Example: $(-1) ^ {1/3}$
Math definitions are based on a definite logic. What is the logic here? Can you give me some examples where it violates the equation?
I'm just a high school student b.t.w.. It would be greatly appreciated if you could describe it as simply as possible. thanks.
It's not that you can't do it (if you're willing to accept answers that are non-real complex numbers). It's that there are multiple possible answers and no obvious way to choose among those answers that preserves certain "nice" properties we want those answers to have.
That's not a problem with with positive reals. When we take a rational power $s=r^{\frac pq}$, we're really saying that $s^q=r^p$. There are multiple complex numbers $s$ (in fact, $q$ of them) that satisfy this equation, but exactly one of them will always be a positive real number and that's the "obvious" choice. Importantly, this choice lets us extend the definition of $r^t$, where $t \in \Bbb R \setminus \Bbb Q$, in a "nice" (continuous) way when $r$ is a positive real number.

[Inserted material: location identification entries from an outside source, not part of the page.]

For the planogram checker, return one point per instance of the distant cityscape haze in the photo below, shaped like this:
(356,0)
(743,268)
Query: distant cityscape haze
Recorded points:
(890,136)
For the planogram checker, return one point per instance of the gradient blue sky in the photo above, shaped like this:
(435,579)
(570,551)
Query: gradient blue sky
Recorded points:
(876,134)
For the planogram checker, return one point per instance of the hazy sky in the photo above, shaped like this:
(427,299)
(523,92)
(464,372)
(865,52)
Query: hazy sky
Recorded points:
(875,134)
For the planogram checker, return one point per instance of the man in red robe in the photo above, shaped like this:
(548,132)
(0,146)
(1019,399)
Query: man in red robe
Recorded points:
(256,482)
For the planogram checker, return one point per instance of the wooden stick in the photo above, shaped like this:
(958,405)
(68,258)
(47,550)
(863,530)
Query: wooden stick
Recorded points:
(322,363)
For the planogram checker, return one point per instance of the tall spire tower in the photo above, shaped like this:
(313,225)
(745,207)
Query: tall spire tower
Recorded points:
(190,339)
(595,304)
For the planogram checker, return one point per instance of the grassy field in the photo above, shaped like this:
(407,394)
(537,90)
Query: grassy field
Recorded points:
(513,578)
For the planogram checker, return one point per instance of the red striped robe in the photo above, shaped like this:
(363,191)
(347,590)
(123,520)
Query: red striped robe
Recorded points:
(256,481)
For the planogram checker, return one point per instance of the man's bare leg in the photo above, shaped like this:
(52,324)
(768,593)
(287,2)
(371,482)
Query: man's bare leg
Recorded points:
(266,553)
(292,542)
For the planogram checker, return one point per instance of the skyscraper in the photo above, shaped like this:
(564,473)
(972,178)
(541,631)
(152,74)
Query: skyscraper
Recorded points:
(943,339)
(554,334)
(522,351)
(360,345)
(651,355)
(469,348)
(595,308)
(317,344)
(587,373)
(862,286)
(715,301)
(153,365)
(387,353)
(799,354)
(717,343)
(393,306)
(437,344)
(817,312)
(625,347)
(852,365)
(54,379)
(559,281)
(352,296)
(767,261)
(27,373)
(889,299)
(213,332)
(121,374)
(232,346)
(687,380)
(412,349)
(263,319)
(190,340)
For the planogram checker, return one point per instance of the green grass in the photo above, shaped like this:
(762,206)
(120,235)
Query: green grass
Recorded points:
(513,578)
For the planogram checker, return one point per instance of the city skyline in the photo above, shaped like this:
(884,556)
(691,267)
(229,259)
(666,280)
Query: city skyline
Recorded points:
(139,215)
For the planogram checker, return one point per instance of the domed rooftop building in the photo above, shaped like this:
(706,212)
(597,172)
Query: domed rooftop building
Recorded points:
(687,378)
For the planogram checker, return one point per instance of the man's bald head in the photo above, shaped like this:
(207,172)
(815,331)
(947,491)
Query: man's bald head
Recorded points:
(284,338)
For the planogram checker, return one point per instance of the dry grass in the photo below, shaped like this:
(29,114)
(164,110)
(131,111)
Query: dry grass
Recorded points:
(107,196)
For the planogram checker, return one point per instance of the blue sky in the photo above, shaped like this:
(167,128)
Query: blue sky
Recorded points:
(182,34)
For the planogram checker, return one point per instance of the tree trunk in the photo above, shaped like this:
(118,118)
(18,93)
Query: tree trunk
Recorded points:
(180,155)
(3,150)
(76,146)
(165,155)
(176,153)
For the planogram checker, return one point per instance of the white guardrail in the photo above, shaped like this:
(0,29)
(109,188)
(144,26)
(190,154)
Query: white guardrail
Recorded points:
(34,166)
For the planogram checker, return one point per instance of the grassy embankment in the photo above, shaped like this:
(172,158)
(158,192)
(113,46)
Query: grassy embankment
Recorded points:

If you try this when $r$ is a negative real number, there is often no obvious choice because there are no negative real solutions for $s$ unless $q$ is odd. And it turns out that there's no choice that always lets you extend the definition of exponentiation beyond rational exponents in a "nice" way, although any choice you make will allow you to extend the definition of exponentiation to almost all complex numbers. These wrinkles are usually taught in advanced undergraduate or graduate classes, so for high school classes by far the more prudent course is to simply say "Don't do it."
$-1$ can very well be raised to some rational exponents, namely those with an odd denominator.
E.g. $(-1)^{4/7}=1$ because $(-1)^4=1^7$ and $(-1)^{3/7}=-1$ because $(-1)^3=(-1)^7$.
Irrational exponents do not allow this "trick".